Galactosemia If screening test is determining enzyme activity, screen is valid at any time; if screen is measuring galactose levels, adequate lactose ingestion is necessary False positive rate is 0.6%; false negative rate is 0%.
Biotinidase Deficiency Biotin is a vitamin that acts as a cofactor for all carboxylase activity in the body. Carboxylases aid in fatty acid synthesis, amino acid digestion, and gluconeogenesis. Biotinidase is an enzyme that releases free biotin from protein in the intestines. This disorder is inherited in an autosomal recessive manner. Incidence is 1 in 100,000.
Biotinidase Deficiency Hearing loss, vision loss, and developmental delay can still persist in symptomatic children, but often marked improvement is often seen after administering biotin. Screen is not dependent on feeding or age to be accurate.

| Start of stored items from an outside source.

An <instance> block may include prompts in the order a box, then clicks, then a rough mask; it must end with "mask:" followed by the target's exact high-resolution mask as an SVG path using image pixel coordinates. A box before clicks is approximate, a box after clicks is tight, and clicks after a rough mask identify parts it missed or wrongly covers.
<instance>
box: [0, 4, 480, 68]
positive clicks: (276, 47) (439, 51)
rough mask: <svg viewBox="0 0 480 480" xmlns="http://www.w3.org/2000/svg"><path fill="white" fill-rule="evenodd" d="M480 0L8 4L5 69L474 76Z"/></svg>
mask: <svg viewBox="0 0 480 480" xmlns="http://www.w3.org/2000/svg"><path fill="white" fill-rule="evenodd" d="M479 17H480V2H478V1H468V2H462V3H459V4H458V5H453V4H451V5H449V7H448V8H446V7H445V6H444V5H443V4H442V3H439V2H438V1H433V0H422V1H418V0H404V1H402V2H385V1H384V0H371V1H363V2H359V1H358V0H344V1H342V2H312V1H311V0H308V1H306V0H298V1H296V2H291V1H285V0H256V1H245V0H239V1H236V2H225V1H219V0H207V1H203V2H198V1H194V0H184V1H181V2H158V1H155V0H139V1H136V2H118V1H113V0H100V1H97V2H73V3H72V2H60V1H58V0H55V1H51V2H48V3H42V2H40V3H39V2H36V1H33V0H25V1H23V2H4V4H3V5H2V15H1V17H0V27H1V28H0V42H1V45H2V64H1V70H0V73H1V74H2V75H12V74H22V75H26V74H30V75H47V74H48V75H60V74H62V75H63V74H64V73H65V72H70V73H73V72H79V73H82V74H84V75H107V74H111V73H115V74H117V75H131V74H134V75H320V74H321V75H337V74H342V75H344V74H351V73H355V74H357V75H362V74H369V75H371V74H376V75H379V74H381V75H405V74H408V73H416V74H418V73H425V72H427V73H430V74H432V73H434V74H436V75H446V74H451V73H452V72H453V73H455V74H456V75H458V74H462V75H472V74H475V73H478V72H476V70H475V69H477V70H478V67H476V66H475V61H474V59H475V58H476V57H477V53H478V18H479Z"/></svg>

False positive rate is 0.4%; false negative rate is 2.1%.
Biotinidase Deficiency Clinical signs: onset between 2 weeks and 3 yrs of age; tachypnea (why?), apnea, hypotonia, myoclonic seizures, vomiting, failure to thrive, erythematous rash, alopecia, developmental delay, optic atrophy, immunologic problems, and stinky pee (like which animal?) Lab findings: metabolic acidosis, ketosis, multiple organic acidemia Treatment: biotin (10mg/24 hours); only $100 per year
Sickle cell diseases, CAH, and MCADD All for another lecture!